Intitulée Bacon en toutes lettres, cette exposition revient sur la passion de Bacon pour la littérature à travers sept ouvrages fondamentaux. Elle est également l’occasion de découvrir un centre d’intérêt majeur de l’artiste, dont ses tableaux illustrent l’influence : la mythologie. Retour en trois points sur cette obsession particulièrement féconde.
Les Furies, allégories de la vengeance et de la fatalité
Dans un décor épuré réveillé par des pigments orange vif apparaissent trois créatures effrayantes et difformes, ne possédant de l’être humain que quelques membres : des bouches pourvues de dents, une oreille, une chevelure, des cous ou encore les reliefs d’une cage thoracique. Réparties en trois panneaux, ces figures composent Trois études de figures au pied d’une Crucifixion réalisé par Francis Bacon en 1944, considéré par l’artiste comme sa première œuvre véritable. Bien qu’il ne soit encore qu’au début de sa carrière, on retrouve dans ce triptyque les éléments clés qui feront sa peinture : la trinité, la déformation des corps, l’expression crue de la douleur liée à la condition humaine et… l’inspiration des mythes.
Francis Bacon propose ici sa propre interprétation des Érinyes, qui lui inspirent l’expression de la vengeance, de la souffrance et de la fatalité.

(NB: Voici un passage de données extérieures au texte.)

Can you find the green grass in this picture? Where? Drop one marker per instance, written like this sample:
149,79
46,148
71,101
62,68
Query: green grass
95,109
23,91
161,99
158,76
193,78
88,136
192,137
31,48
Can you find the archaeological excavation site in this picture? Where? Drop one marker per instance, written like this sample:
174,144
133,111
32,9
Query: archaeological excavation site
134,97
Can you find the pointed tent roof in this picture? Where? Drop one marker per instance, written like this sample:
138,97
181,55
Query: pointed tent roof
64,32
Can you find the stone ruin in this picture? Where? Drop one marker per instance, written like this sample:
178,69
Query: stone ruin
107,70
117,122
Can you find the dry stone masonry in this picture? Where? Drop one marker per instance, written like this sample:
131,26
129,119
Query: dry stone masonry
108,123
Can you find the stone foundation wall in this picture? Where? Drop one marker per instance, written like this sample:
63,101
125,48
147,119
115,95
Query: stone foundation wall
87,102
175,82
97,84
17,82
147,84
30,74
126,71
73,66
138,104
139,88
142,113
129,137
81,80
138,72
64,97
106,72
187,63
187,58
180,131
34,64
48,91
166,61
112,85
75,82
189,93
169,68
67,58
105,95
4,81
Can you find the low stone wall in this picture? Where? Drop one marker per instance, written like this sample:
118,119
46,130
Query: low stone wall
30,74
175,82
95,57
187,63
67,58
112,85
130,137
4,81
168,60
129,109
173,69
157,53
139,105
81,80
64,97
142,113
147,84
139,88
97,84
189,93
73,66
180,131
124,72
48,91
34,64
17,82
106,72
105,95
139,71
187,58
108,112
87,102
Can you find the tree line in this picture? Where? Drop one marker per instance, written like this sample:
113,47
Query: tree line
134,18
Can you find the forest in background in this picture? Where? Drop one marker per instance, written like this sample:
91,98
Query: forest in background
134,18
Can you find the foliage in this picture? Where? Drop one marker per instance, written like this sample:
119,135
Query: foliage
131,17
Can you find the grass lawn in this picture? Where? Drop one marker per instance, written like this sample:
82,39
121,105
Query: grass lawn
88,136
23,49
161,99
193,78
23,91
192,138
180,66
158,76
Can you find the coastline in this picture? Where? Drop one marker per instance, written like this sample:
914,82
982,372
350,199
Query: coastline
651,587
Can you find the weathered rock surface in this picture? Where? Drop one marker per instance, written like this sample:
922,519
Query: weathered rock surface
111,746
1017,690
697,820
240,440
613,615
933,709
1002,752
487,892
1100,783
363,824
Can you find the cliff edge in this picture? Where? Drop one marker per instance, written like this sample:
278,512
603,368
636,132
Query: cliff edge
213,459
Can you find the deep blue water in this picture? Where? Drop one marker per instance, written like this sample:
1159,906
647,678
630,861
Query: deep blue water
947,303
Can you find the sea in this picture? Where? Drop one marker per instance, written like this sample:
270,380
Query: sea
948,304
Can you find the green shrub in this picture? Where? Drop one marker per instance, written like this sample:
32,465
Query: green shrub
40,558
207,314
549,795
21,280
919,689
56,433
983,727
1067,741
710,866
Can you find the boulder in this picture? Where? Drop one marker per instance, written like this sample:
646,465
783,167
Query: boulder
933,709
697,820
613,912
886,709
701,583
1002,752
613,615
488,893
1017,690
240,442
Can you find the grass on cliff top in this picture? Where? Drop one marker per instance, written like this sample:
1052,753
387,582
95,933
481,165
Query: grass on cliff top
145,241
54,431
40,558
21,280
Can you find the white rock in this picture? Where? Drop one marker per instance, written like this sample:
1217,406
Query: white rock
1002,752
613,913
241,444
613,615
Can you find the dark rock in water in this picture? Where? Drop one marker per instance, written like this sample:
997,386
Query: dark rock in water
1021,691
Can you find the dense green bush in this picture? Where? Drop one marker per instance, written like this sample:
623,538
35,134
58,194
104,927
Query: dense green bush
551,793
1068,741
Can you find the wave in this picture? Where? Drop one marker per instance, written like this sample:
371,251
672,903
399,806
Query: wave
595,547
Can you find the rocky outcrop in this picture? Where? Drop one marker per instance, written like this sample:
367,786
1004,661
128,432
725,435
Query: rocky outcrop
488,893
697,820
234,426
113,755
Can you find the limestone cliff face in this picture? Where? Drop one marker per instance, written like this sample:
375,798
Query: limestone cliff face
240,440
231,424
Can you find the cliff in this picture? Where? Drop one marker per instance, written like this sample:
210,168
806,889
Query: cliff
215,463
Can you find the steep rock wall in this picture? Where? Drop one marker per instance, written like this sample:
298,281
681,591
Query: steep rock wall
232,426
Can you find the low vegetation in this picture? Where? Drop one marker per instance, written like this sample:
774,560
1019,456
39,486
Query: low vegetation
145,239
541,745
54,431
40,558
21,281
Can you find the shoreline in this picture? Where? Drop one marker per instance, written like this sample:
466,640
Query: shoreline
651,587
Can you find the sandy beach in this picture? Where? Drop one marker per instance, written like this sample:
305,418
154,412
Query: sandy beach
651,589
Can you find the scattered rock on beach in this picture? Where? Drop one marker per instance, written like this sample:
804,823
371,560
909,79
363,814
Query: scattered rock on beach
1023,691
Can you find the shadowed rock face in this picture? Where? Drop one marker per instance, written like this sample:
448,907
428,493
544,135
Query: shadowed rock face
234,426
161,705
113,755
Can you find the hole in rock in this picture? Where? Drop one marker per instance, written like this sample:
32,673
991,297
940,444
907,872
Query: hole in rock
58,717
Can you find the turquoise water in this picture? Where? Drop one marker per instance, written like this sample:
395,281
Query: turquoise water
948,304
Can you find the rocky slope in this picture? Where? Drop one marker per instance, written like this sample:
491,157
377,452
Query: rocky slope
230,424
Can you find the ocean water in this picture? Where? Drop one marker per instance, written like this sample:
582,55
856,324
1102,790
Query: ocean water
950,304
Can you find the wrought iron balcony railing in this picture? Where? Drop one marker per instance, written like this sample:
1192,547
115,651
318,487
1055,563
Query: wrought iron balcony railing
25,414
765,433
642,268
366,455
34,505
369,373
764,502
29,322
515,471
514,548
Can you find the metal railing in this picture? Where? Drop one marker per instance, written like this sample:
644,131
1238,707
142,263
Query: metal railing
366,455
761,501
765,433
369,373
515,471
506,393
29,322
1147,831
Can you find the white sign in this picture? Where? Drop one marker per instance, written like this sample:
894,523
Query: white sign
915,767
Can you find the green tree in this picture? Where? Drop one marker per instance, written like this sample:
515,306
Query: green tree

Si les références du peintre britannique à la mythologie grecque ne seront pas toujours assumées, elles sont clairement énoncées pour cette œuvre précise : ici, l’artiste représente les Érinyes, appelées aussi Furies, divinités vengeresses provenant tout droit des Enfers. Aux nombres de trois, celles-ci poursuivent de leurs torches enflammées et de leurs fouets les mortels ayant commis des crimes irréparables pour les torturer jusqu’à la folie. Puisant dans l’Orestie d’Eschyle, l’un de ses ouvrages de référence, et la pièce The Family Reunion de T. S. Eliot, Francis Bacon propose ici sa propre interprétation de ces créatures allégoriques qui lui inspirent l’expression de la vengeance, de la souffrance et de la fatalité. Après le décès de son amant George Dyer en 1971, Bacon représentera à nouveau les Érinyes à plusieurs reprises, jusqu’à réaliser un nouveau triptyque référençant explicitement L’Orestie en 1981.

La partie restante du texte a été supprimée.